Pemerintah Tidak Miliki Solusi Redam Kenaikan Harga Sembako

Loading

Laporan: Redaksi

Ilustrasi

JAKARTA, (TubasMedia.Com) – Tim ekonomi Kabinet Indonesia Bersatu (IB) Jilid II tidak memiliki solusi untuk meredam gejolak harga bahan pokok pangan yang terus membubung tinggi menjelang Ramadhan tahun ini. Seperti yang sudah-sudah, mereka terkesan tak berdaya oleh dinamika pasar yang notabene dikendalikan pedagang.
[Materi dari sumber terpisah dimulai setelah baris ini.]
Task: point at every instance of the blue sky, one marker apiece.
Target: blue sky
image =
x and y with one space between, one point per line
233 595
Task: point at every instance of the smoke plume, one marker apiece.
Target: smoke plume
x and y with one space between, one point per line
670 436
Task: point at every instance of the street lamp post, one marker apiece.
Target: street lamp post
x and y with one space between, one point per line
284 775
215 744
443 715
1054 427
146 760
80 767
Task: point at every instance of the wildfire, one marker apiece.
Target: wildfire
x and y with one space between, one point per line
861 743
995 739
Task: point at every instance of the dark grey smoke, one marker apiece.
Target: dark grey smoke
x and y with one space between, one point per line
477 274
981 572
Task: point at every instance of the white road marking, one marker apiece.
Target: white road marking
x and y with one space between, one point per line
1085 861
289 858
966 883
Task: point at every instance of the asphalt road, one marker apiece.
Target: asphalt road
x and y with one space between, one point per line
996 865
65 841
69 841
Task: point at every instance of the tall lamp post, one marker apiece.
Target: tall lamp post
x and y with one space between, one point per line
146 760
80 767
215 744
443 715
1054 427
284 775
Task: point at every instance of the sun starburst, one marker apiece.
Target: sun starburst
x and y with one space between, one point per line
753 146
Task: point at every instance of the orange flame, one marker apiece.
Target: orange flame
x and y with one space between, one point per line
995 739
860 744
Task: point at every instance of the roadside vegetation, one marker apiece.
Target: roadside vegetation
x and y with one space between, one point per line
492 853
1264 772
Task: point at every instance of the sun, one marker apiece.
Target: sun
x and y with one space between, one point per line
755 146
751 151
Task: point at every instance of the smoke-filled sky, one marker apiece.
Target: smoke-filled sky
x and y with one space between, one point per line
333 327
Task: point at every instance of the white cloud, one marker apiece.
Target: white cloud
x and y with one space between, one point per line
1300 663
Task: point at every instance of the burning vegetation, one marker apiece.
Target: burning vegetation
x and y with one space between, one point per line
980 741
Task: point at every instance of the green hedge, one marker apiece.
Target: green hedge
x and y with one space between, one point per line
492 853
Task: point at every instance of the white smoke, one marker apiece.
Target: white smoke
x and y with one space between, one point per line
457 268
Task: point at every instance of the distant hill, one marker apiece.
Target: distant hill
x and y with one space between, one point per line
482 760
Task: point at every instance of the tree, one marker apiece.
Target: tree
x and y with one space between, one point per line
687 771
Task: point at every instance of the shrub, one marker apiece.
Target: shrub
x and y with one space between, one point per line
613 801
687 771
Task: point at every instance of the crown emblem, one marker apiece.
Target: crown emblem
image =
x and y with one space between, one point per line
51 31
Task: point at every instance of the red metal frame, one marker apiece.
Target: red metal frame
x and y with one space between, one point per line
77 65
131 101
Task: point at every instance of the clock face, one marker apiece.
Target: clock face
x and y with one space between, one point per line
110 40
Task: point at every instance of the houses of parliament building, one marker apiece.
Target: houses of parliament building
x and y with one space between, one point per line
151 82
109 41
Hal itu diungkapka pengamat kebijakan publik/ekonom Asosiasi Ekonomi-Politik Indonesia (AEPI) Ichsanuddin Noorsy di Jakarta, Rabu pekan silam.

Sementara itu, Dirjen Perdagangan Dalam Negeri Kementerian Perdagangan, Gunaryo mengklaim pemerintah sudah mengantisipasi lonjakan harga daging sapi memasuki semester II/2012, khususnya menjelang Ramadhan.

Menurut Ichsanuddin Noorsy, kenaikan harga bahan pangan pokok akibat meningkatnya permintaan, seharusnya dijaga pada ambang batas kewajaran. Namun kenyataannya, lonjakan harga belakangan ini terbilang fantastis.

Ini menunjukkan bahwa pemerintah tidak serius dan tidak mampu dalam mengendalikan harga bahan pangan pokok masyarakat. Bahkan pemerintah terkesan tidak tergerak melakukan intervensi terhadap kenaikan harga kebutuhan pokok yang jelas-jelas akibat permainan oknum pedagang/distributor besar ini.

“Pemerintah, dalam hal ini Kementerian Perdagangan dan Kementerian Pertanian, bagaikan bebek lumpuh yang hanya melihat kenaikan harga barang di pasaran tanpa bisa berbuat banyak. Paling operasi pasar yang selama ini hasilnya terbukti tidak efektif,” kata Noorsy.

Menurut dia, kenaikan harga barang kebutuhan pokok pada masa-masa tertentu mendorong inflasi. Lonjakan inflasi terutama menjelang hari-hari besar keagamaan tak pernah membuat pemerintah mau berbenah dan mengambil kendali, sehingga semua urusan perdagangan di pasar dikendalikan pedagang.

“Sekarang semua produksi pangan, khususnya dari sisi hulu sudah dikuasai swasta. Pemerintah tidak lagi punya peran dalam pengendalian harga barang kebutuhan pokok,” kata Noorsy.

Dalam hal stabilisasi harga, pemerintah hanya mempunyai Bulog yang juga geraknya terbatas hanya untuk komoditas gula dan beras.

Padahal untuk bahan pokok, bukan hanya dua komoditas tersebut, melainkan masih banyak dan seharusnya itu berada di bawah kendali pemerintah.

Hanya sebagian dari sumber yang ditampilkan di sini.